Measuring vesicle loading with holographic microscopy and bulk light scattering
Lan Hai Anh Tran, Lauren A. Lowe, Matthew Turner, James Luong, Omar Abdullah A. Khamis, Yaam Deckel, Megan L. Amos, Anna Wang
TL;DR
This work introduces a label-free, holography-based method to quantify solute loading inside vesicles by fitting in-line holograms to a Lorenz-Mie scattering model, enabling extraction of the interior refractive index $n$ and radius $r$ without tracers. It demonstrates that a homogeneous-sphere approximation is robust for giant vesicles (recovering $n$ to about $1e-4$ RIU when $r>1 μm$ and $6 μm<z<15 μm$) and can track loading and leakage, with nanoscale vesicles better served by bulk turbidimetry under certain conditions. The approach provides a non-invasive, scalable means to monitor vesicle content and membrane transport, with practical implications for drug delivery and membrane biophysics; future work extends to other solutes and membrane perturbations. Key findings include successful measurement of sucrose loading and leakage, and a quantified permeability on the order of $2×10^{-11}$ cm/s, validated against known glucose permeability, underscoring the method’s relevance for membrane transport studies.
Abstract
We report efforts to quantify the loading of cell-sized lipid vesicles using in-line digital holographic microscopy.
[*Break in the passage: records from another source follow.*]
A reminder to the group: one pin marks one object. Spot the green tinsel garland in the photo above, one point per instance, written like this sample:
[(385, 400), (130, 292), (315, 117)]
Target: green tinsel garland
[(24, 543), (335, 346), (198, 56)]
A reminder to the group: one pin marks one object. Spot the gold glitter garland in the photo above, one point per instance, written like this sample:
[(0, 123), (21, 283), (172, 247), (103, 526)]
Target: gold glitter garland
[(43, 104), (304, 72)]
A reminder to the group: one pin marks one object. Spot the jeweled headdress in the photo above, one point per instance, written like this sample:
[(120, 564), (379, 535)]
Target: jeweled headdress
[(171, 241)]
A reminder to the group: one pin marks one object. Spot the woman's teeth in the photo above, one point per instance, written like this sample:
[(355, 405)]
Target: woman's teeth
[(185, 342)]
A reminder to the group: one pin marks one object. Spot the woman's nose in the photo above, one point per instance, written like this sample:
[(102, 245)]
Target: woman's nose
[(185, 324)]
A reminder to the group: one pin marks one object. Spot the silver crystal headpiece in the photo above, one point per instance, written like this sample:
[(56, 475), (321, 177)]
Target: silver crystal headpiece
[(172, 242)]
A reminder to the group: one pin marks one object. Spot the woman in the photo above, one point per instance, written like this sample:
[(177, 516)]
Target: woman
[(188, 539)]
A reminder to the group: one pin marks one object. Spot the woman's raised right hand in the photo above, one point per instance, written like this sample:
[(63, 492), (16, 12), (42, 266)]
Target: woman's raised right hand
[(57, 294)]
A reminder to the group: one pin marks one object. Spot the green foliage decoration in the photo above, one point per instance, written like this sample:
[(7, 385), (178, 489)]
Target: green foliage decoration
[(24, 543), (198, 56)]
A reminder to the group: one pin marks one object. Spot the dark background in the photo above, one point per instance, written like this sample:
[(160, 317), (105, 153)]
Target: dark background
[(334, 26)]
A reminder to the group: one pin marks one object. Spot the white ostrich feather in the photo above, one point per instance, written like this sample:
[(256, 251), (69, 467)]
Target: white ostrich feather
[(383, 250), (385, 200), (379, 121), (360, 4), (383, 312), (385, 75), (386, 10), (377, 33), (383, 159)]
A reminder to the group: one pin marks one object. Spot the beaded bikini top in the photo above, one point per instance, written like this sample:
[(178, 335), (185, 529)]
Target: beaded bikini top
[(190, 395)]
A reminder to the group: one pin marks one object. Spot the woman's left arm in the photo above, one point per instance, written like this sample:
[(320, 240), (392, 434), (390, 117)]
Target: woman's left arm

This method does not require fluorescent reporters, fluorescent tracers, or radioactive tracers. A single-color LED light source takes the place of conventional illumination to generate holograms rather than bright field images. By modelling the vesicle's scattering in a microscope with a Lorenz-Mie light scattering model, and comparing the results to data holograms, we are able to measure the vesicle's refractive index and thus loading. Performing the same comparison for bulk light scattering measurements enables retrieval of vesicle loading for nanoscale vesicles.